Netflix has arrived as an avenue for filmmakers to get their projects seen before wide audiences. That has the unfortunate side effect of a lot of crummy films popping up on suggested recommendation lists. Sometimes filtering through the rubbish for the rare gems is more trouble than its worth. Always a Bridesmaid is one of those gems and probably should have gotten a chance in theaters.

The film centers on Corina (Upper Marlboro, Maryland native Javicia Leslie, God Friended Me), a copy editor who’s been a bridesmaid for her friends’ weddings. Corina has her walls fortified with concrete, steel and anti-aircraft missiles after her last bad relationship ended.

always a bridesmaid review - javicia leslie and richard lawson

Corina is also burdened by her strained relationship with her publisher father (Richard Lawson), who’s hardly supportive of her career goals. She’s aware of her issues at least and has regular counseling sessions with Pastor Brody (Community’s Yvette Nicole Brown, who makes her screenwriting debut).

Still, as her circle of close girlfriends trades in the dating scene for a ring, Corina is beginning to second guess her anti-dating stance. A random encounter with a charming former college classmate Mark (Jordan Calloway, Black Lightning) might prove just the thing to help Corina get back in the dating game.

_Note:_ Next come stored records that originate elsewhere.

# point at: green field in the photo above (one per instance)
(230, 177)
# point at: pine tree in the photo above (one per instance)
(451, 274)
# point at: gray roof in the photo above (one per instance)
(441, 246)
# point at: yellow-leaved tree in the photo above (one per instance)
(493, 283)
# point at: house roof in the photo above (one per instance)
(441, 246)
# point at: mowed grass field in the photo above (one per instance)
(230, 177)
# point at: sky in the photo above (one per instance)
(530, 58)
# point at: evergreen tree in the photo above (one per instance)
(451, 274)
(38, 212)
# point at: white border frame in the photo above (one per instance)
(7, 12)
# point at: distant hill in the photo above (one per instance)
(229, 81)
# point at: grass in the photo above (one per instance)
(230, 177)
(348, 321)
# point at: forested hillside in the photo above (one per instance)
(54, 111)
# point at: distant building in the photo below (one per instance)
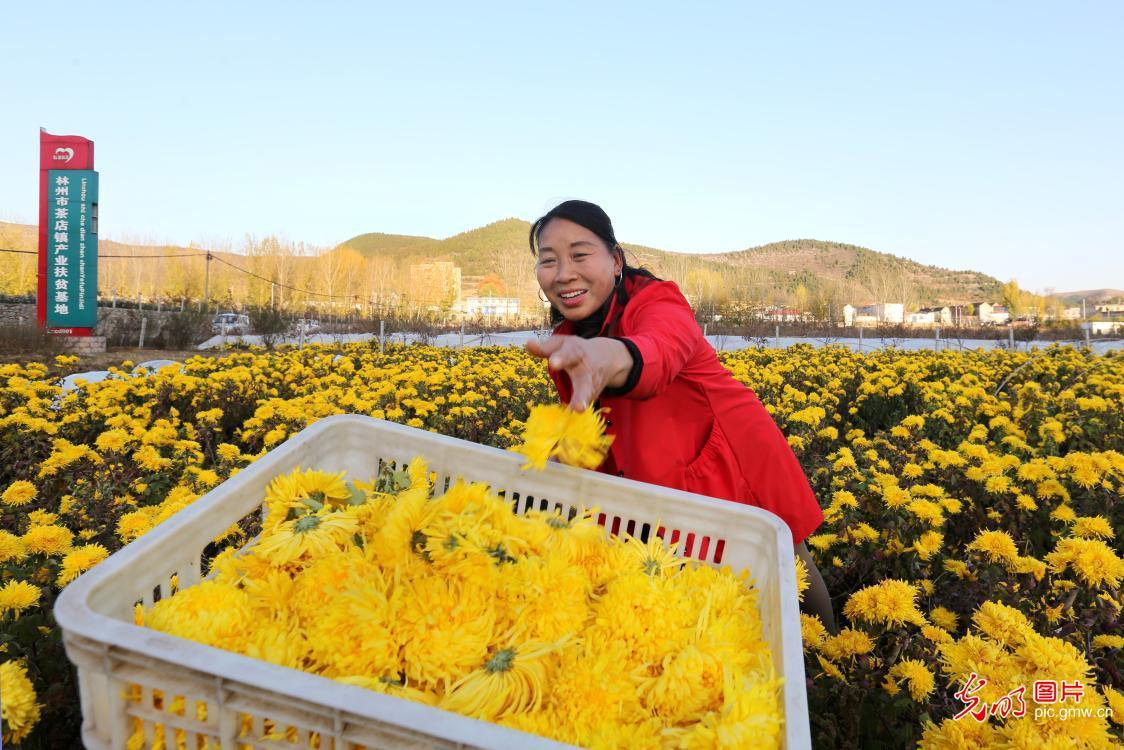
(1103, 327)
(871, 315)
(931, 316)
(993, 314)
(435, 285)
(491, 307)
(783, 314)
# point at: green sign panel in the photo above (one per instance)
(72, 249)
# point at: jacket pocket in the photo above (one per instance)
(715, 472)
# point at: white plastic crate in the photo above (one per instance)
(110, 652)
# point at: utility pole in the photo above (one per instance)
(207, 283)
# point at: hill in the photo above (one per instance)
(1090, 296)
(812, 273)
(834, 272)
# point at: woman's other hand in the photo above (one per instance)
(591, 363)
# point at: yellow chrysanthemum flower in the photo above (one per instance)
(79, 560)
(574, 437)
(890, 602)
(916, 675)
(1094, 561)
(996, 547)
(18, 706)
(1093, 527)
(19, 494)
(11, 547)
(18, 595)
(47, 540)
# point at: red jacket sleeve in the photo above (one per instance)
(777, 479)
(665, 333)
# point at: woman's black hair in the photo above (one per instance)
(594, 218)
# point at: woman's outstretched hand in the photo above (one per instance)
(591, 363)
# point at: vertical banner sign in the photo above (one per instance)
(72, 249)
(68, 289)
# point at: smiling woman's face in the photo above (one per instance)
(574, 268)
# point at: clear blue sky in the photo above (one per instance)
(970, 135)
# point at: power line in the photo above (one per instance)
(33, 252)
(283, 286)
(212, 256)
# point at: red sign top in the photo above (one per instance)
(64, 152)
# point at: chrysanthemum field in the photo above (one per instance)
(973, 505)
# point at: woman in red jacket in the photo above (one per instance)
(630, 342)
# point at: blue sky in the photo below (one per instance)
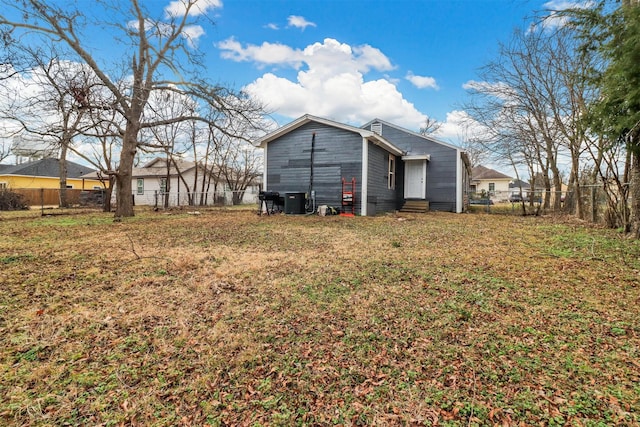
(354, 60)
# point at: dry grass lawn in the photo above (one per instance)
(229, 318)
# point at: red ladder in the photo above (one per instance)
(348, 197)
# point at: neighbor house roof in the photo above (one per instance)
(484, 173)
(48, 167)
(519, 184)
(307, 118)
(158, 167)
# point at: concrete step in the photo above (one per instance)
(415, 206)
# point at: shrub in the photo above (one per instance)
(10, 201)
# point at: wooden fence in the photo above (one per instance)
(51, 196)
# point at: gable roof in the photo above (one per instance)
(307, 118)
(400, 128)
(517, 183)
(48, 167)
(158, 167)
(481, 172)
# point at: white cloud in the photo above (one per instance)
(459, 126)
(265, 54)
(554, 18)
(178, 8)
(192, 34)
(299, 22)
(422, 82)
(330, 82)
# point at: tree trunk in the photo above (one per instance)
(64, 202)
(634, 190)
(124, 194)
(577, 192)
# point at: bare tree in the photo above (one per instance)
(161, 57)
(430, 126)
(52, 103)
(533, 98)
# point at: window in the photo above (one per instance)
(391, 177)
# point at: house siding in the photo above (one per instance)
(380, 197)
(441, 169)
(337, 155)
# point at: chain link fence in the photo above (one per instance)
(592, 203)
(159, 199)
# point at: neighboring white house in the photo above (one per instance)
(491, 182)
(184, 183)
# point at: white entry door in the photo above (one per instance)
(415, 176)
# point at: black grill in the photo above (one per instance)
(270, 202)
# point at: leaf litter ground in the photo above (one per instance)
(229, 318)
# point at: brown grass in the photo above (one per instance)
(228, 318)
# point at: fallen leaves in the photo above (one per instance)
(234, 319)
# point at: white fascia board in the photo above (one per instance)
(426, 157)
(365, 177)
(380, 141)
(430, 138)
(374, 137)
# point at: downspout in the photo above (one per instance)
(311, 201)
(459, 182)
(365, 177)
(264, 168)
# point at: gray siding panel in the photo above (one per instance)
(441, 169)
(337, 154)
(380, 197)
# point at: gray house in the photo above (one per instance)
(392, 167)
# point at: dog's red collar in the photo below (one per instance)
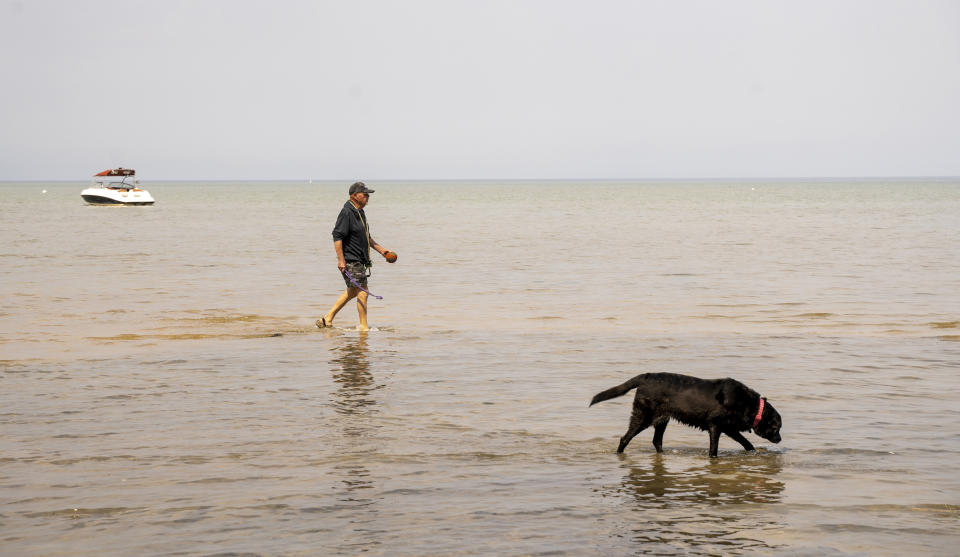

always a bridesmaid review - jordan calloway, javicia leslie and bernard david jones

Initially resistant to Mark’s charms and dapper fashion, Corina finally relents and is ready for her happily ever after. Or maybe not if her self-sabotaging nature decides to make a comeback.

Director Trey Haley (The Preacher’s Son) has an easy handle navigating a romantic comedy that aims higher than slapstick. Occasionally, he tends to wrap scenes abruptly when it still feels like there’s some laughs or conversation left. In other scenes, there’s a lack of ambient noise giving character conversations a little too much clarity considering the settings. These are minor issues, albeit noticeable enough that they’re somewhat distracting.

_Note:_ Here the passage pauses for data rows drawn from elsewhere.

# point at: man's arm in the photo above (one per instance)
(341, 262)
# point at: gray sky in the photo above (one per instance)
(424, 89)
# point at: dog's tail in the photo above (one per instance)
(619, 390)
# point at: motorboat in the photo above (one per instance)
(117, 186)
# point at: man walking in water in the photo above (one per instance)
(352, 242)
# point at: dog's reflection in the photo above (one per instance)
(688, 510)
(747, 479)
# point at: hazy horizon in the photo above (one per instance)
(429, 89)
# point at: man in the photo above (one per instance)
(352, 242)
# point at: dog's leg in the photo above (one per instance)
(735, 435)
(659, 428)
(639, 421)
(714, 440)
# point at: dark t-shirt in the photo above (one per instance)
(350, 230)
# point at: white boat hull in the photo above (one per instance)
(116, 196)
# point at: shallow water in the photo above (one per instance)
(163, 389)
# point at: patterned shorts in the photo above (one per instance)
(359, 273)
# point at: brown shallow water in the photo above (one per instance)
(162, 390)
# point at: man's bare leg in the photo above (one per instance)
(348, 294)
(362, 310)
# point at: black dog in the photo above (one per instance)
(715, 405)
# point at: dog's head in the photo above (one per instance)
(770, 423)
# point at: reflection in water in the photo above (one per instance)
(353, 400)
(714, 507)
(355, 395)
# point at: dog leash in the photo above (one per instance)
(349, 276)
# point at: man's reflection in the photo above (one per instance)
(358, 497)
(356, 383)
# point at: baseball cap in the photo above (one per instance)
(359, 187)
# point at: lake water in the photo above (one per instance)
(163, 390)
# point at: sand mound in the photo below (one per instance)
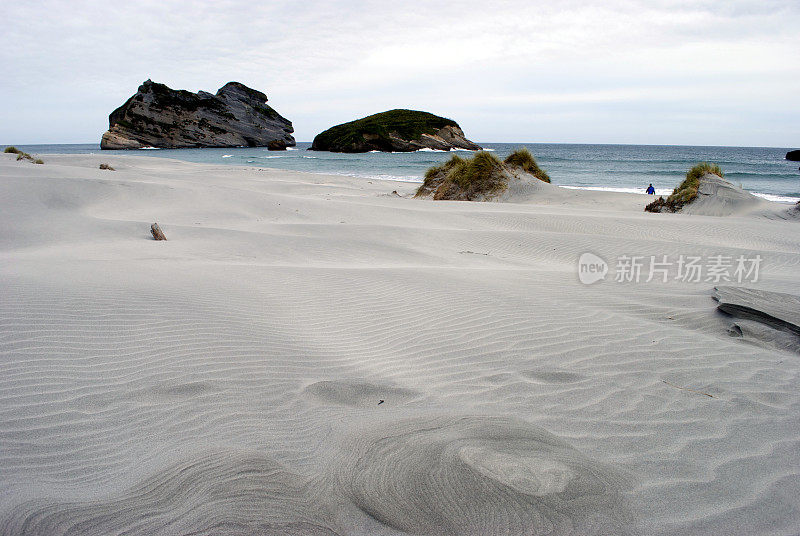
(484, 178)
(359, 394)
(480, 475)
(719, 197)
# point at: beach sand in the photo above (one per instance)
(313, 354)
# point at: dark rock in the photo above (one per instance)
(276, 145)
(158, 116)
(394, 131)
(775, 309)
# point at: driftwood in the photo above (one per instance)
(157, 233)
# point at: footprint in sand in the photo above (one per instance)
(359, 394)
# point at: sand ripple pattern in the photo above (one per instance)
(480, 475)
(232, 494)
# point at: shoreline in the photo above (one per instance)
(621, 176)
(314, 353)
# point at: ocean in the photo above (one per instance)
(625, 168)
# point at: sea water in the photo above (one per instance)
(626, 168)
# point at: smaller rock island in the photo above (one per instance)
(158, 116)
(394, 131)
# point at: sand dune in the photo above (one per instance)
(228, 381)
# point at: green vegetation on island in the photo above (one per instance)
(396, 130)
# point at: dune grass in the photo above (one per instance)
(523, 159)
(464, 179)
(685, 192)
(480, 177)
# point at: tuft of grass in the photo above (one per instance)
(22, 155)
(436, 175)
(524, 160)
(686, 192)
(465, 179)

Brown continues a recent encouraging rom-com trend of putting marriage in a positive light. Corina’s best friend, Tamara (Michelle Mitchenor), and her husband, Bradley (Tosin Morohunfola), are a fun couple who aren’t constantly bickering and miserable. They provide some of the film’s best scenes as they navigate the next steps of their marriage while providing occasional needed stern advice.

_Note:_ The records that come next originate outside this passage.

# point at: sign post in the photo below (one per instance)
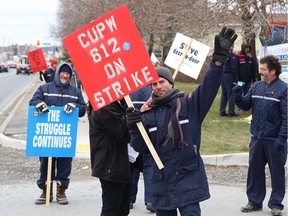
(53, 134)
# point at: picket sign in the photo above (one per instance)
(146, 137)
(187, 48)
(190, 61)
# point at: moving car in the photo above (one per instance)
(23, 68)
(3, 67)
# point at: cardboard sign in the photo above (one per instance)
(37, 60)
(110, 57)
(193, 60)
(53, 134)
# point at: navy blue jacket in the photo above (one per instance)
(109, 137)
(57, 94)
(183, 180)
(49, 75)
(269, 109)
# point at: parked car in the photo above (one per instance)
(12, 64)
(23, 68)
(3, 67)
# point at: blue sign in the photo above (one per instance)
(53, 134)
(284, 68)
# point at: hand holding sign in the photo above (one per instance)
(37, 60)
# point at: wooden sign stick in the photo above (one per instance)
(48, 182)
(146, 137)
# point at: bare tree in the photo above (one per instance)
(158, 21)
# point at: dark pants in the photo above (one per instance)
(246, 87)
(263, 152)
(136, 174)
(61, 170)
(190, 210)
(227, 94)
(115, 198)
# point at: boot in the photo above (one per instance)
(61, 196)
(42, 199)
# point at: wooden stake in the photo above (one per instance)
(48, 182)
(146, 137)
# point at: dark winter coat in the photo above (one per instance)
(49, 75)
(183, 180)
(109, 137)
(57, 94)
(269, 109)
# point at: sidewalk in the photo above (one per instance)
(85, 196)
(85, 199)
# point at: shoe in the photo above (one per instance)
(61, 196)
(223, 114)
(233, 115)
(149, 207)
(276, 212)
(250, 208)
(42, 199)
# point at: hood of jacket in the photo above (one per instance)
(57, 80)
(243, 48)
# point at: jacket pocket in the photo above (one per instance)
(188, 177)
(158, 186)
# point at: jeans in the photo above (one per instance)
(61, 170)
(115, 198)
(189, 210)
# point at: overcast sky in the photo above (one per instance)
(26, 21)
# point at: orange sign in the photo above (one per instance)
(37, 60)
(110, 57)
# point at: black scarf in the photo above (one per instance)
(173, 129)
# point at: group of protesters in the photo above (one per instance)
(172, 120)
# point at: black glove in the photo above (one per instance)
(237, 92)
(69, 107)
(133, 116)
(279, 144)
(222, 44)
(42, 107)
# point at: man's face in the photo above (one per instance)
(54, 66)
(64, 77)
(161, 87)
(266, 74)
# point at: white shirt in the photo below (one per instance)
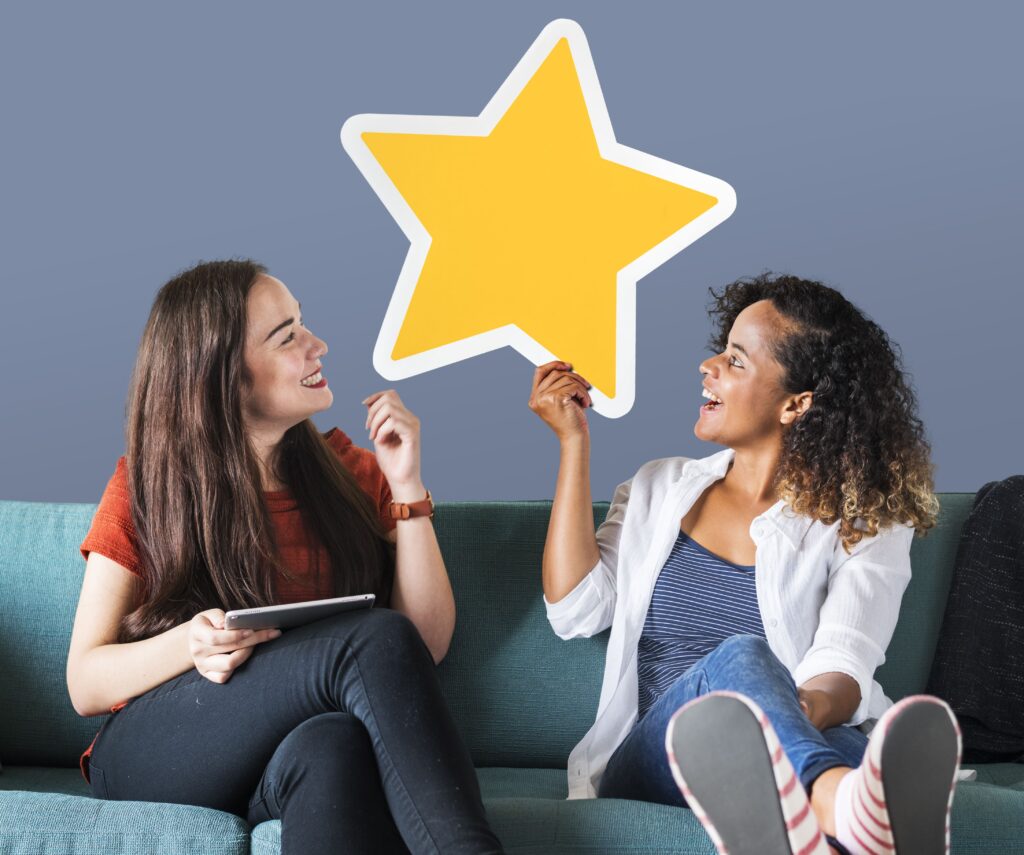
(823, 610)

Another strong aspect of the film is the dynamic with Corina’s circle of Tamara, Denise (Jasmin Brown) and Janelle (Amber Chardae Robinson). Their friendship feels authentic in how they talk to each other and are each other’s support system. Robinson delivers in a major way on the supremely confident comic relief pal.

Sure, the film is about one of the crew finally meeting her Mr. Right, but I wanted more scenes with the four friends just hanging out as their bond isn’t something we see often enough. Netflix isn’t shy about making sequels and I’d happily sign up for one with the women on a girls trip with the husbands at home.

always a bridesmaid review - amber chardae robinson, michelle mitchenor, javicia leslie and jasmin brown

The cast is solid all around. Leslie is a very likable leading lady and she has real chemistry with Calloway. Strangely that’s not always a given with Netflix rom-coms. Calloway gives Mark all the depth that’s required from a perfect love interest. The film could have used more scenes with Corina and her father, which is a significant plot point discussed more between other characters.

Brown also avoids making Pastor Brody a cliche, scripture-spouting unrelatable character. It seems like a small thing, but too many black romantic comedies tend to make clergy members overly cartoonish. It was also a relief seeing a rom-com where there is a reasonable balance of good guys and losers.

always a bridesmaid review - jordan calloway

Things get a little dicey with the final act. This is the point where it feels like Haley started racing toward the finish line and calls into question some of the extended wedding scenes after the point has been drilled in that Corina is in all of her friends’ weddings. Corina’s big moment (spoiler?) feels somewhat devalued as a result when it should come off as special. A little stronger resolution of some of the subplots also would have been nice to see play out in different settings.

Always a Bridesmaid largely avoids the frustrating cliches of the genre with an enjoyable fresh cast that haven’t become rom-com regulars. It’s worth RSVPing some couch time to check this one out.